O espírito do Natal futuro

A mensagem de Natal do primeiro-ministro é mais reveladora pelo que não diz do que pelo que optou por dizer.

António Costa saiu de São Bento e foi gravar a sua mensagem de Natal a um jardim-de-infância. Falou durante cinco minutos, começando naturalmente pela educação dos mais novos. Mas passou pela qualificação dos adultos, pelo combate à pobreza, pelo emprego e pelas empresas, também pela emigração e retenção de talentos, acabando na requalificação dos serviços públicos. São cinco minutos, sublinhe-se, sem nada de especial — que depois foram analisados e reanalisados nas televisões, à procura do detalhe que pudesse acrescentar alguma coisa.
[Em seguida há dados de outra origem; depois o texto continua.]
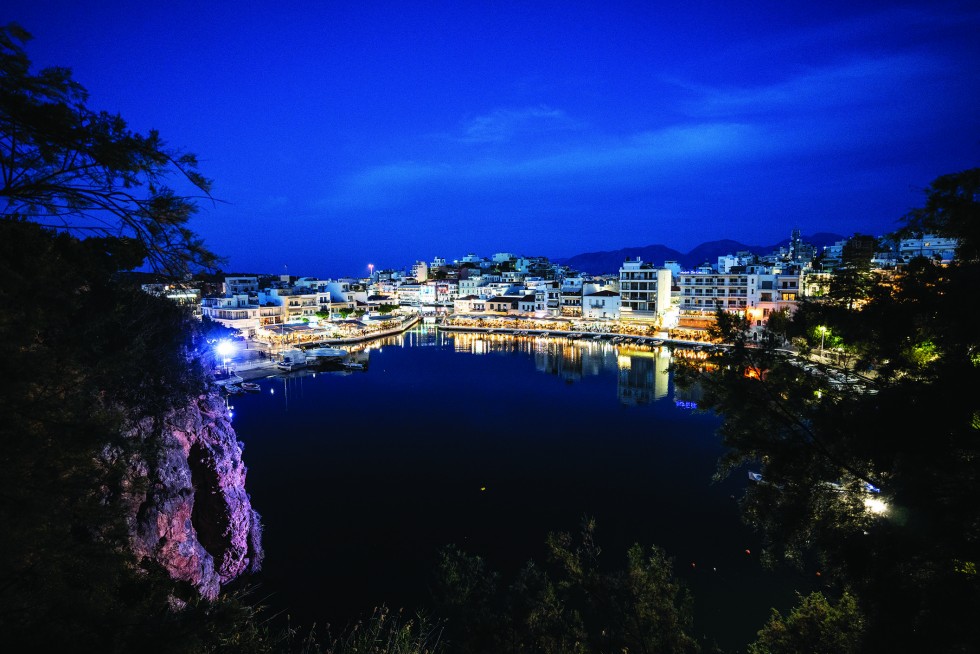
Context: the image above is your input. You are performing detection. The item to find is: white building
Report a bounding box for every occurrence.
[619,257,671,322]
[221,277,259,297]
[201,294,260,337]
[582,290,620,319]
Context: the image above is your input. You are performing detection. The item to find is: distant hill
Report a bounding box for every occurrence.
[555,232,844,275]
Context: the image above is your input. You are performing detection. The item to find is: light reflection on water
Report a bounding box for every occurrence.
[235,329,812,647]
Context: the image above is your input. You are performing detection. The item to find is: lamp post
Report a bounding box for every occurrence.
[817,325,827,359]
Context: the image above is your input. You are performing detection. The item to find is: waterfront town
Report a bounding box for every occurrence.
[143,230,956,361]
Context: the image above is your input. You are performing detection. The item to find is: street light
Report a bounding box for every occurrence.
[817,325,830,359]
[214,340,235,373]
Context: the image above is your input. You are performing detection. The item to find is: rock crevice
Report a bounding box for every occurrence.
[129,394,263,599]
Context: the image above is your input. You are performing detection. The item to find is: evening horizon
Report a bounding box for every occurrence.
[6,2,980,276]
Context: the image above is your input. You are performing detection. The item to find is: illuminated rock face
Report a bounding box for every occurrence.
[129,395,262,599]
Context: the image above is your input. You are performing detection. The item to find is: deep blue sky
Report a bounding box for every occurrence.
[7,0,980,276]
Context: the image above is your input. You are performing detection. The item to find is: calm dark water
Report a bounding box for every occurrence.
[232,331,813,648]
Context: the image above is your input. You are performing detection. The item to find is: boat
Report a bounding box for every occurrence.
[306,347,347,359]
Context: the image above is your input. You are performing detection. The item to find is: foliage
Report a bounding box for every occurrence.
[678,171,980,651]
[326,606,442,654]
[0,221,286,651]
[435,521,700,654]
[749,593,864,654]
[0,25,217,277]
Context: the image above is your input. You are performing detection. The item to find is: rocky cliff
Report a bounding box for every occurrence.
[120,394,263,599]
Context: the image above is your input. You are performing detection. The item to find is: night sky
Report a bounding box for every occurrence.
[7,0,980,276]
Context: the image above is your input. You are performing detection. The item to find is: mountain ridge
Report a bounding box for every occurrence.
[554,232,845,275]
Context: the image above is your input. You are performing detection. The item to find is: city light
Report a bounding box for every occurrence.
[864,497,888,515]
[214,341,235,359]
[817,325,830,357]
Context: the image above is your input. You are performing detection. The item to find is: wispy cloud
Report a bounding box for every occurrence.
[459,105,579,143]
[673,55,942,117]
[326,123,766,208]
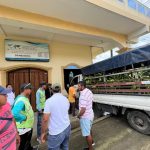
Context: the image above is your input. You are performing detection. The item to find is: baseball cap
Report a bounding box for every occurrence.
[0,86,11,95]
[52,83,61,90]
[20,83,33,90]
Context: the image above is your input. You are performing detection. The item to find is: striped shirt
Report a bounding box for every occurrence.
[0,103,16,150]
[79,88,94,120]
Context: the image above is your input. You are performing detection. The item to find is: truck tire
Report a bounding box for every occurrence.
[93,103,104,118]
[127,111,150,135]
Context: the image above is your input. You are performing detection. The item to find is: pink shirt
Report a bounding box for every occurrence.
[0,103,16,150]
[79,88,94,120]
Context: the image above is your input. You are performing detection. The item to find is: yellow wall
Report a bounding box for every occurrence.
[0,36,92,86]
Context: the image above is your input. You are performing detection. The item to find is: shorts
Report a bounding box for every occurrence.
[80,118,93,136]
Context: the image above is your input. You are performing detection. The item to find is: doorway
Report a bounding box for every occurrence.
[7,68,48,111]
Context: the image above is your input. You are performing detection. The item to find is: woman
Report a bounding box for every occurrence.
[0,86,20,150]
[6,84,15,107]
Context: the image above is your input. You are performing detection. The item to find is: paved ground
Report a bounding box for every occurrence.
[31,117,150,150]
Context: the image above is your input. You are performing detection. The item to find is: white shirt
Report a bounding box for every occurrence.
[44,93,70,135]
[7,92,15,106]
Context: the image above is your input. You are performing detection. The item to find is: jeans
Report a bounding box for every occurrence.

O mais relevante, porém, não é o que António Costa disse — mas o que não disse. E desta vez o primeiro-ministro não falou de contas, não falou de Orçamento, não falou da Europa ou da troika ou da austeridade. De resto, na conversa natalícia de Costa não houve oposição, não houve parceiros de acordo político. E mal houve passado. Não admira, portanto, a dificuldade em encontrar matéria para comentário político: Costa não fez um discurso tradicional, quis virar a página.

A escolha de um cenário diferente, a ausência no discurso da política partidária ou de referências aos constrangimentos que têm perseguido o país de há sete anos para cá não são coincidência. Há meses que António Costa promete ao país uma vida em normalidade, sem o "constante sobressalto" de quem olha para os próximos números do INE, da Direcção-Geral do Orçamento ou de Bruxelas. Há meses que fala da estabilização do sistema financeiro, da boa relação com Bruxelas. Há meses que o diz, sem que a realidade do dia-a-dia lhe conceda essa nova vida.

Para Costa, 2017 tem de ser o ano. Em que o Governo deixa definitivamente a agenda da urgência orçamental, da qual sempre tentou escapar. Porque só assim pode deixar o campo de batalha mais confortável para a direita — e só assim ganhará espaço para fazer o seu PS crescer ao centro, que é onde se ganham eleições. Com a ideia de um Governo pragmático, com projecto político para além do défice ou da mera reposição de rendimentos (que é ideia curta, porque toda ela transpira a contas apertadas).

Percebe-se, por isso, o objectivo de António Costa: aproveitar o facto, muito provável, de Portugal sair finalmente do Procedimento de Défices Excessivos, de sair do radar, e normalizar o discurso. Mas claro que Costa sabe que, para que o discurso tenha adesão à realidade, para que o fantasma das contas passadas não volte, precisa que os números de Centeno continuem a bater certo, que a Comissão e a DBRS acreditem e que o BCE ajude. O problema dos discursos é esse mesmo: não basta um Natal para resolver os problemas do mundo.